Twitter users began tweeting Jan. 25 about an online listing on the booksellers’ site, which had been offering the famously fabricated antisemitic text for $24.95. The retailer said in a statement to the Jewish Telegraphic Agency that the book was fed automatically to the website from “standard industry databases” and that the company took “prompt action to remove” the title.
Twitter users also objected to the description of the book on the site, which summarized at length the book’s fictional description of a Jewish plan for global domination and suggested that its authenticity is still an open question. The description justified its sale as “an interesting book which deserves to be studied in the same way the ‘War of the Worlds’ radio broadcast duped many thousands…. We neither support nor deny its message, we simply make it available for those who wish a copy.”
“Like what is even this synopsis?” responded Rachel Kaplan, a San Diego-based writer, on Twitter. “We neither support nor deny it’s message what??”
“Nothing like watching major corporations distributing long discredited antisemitic forgeries for profit,” tweeted Jeremy Burton, executive director of the Boston Jewish Community Relations Council.
In their statement to JTA, a representative for Barnes & Noble wrote that the bookseller draws on industry databases and does the “utmost to diligently monitor such submissions for violations of our content policy.” According to the statement, the book was never stocked in their bookstores.

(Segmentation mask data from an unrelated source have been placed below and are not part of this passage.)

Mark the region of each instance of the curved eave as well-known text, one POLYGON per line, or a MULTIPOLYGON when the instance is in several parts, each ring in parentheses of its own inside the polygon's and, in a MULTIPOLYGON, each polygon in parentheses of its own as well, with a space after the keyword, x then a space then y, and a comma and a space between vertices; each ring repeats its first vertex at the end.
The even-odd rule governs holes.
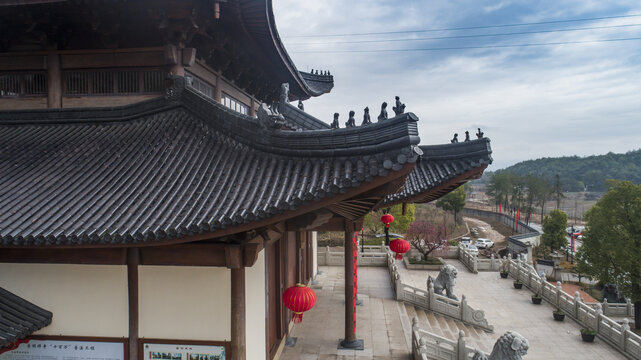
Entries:
POLYGON ((51 324, 53 318, 50 311, 1 287, 0 314, 0 350, 51 324))
POLYGON ((243 28, 249 37, 260 46, 263 54, 270 59, 276 72, 274 80, 278 83, 289 83, 290 101, 306 100, 325 94, 332 89, 333 77, 321 78, 321 75, 318 75, 318 79, 308 77, 310 80, 308 82, 296 69, 276 29, 272 0, 238 0, 238 2, 243 28), (255 10, 256 7, 260 7, 259 11, 255 10), (265 33, 266 30, 268 33, 265 33), (331 86, 328 82, 331 82, 331 86))
POLYGON ((492 163, 490 139, 456 144, 420 146, 423 155, 403 190, 390 194, 379 207, 398 203, 427 203, 478 179, 492 163))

“We regret that it was listed inadvertently. As soon as we are made aware of any such offending titles, we take prompt action to remove the offending titles in accordance with our policy, as we did with this title,” said the representative.
While Barnes & Noble was the main focus of social media users’ outrage, other top online booksellers such as Walmart, Book Depository, Thrift Books and Hudson Books were selling dozens of versions, the Jerusalem Post reported yesterday.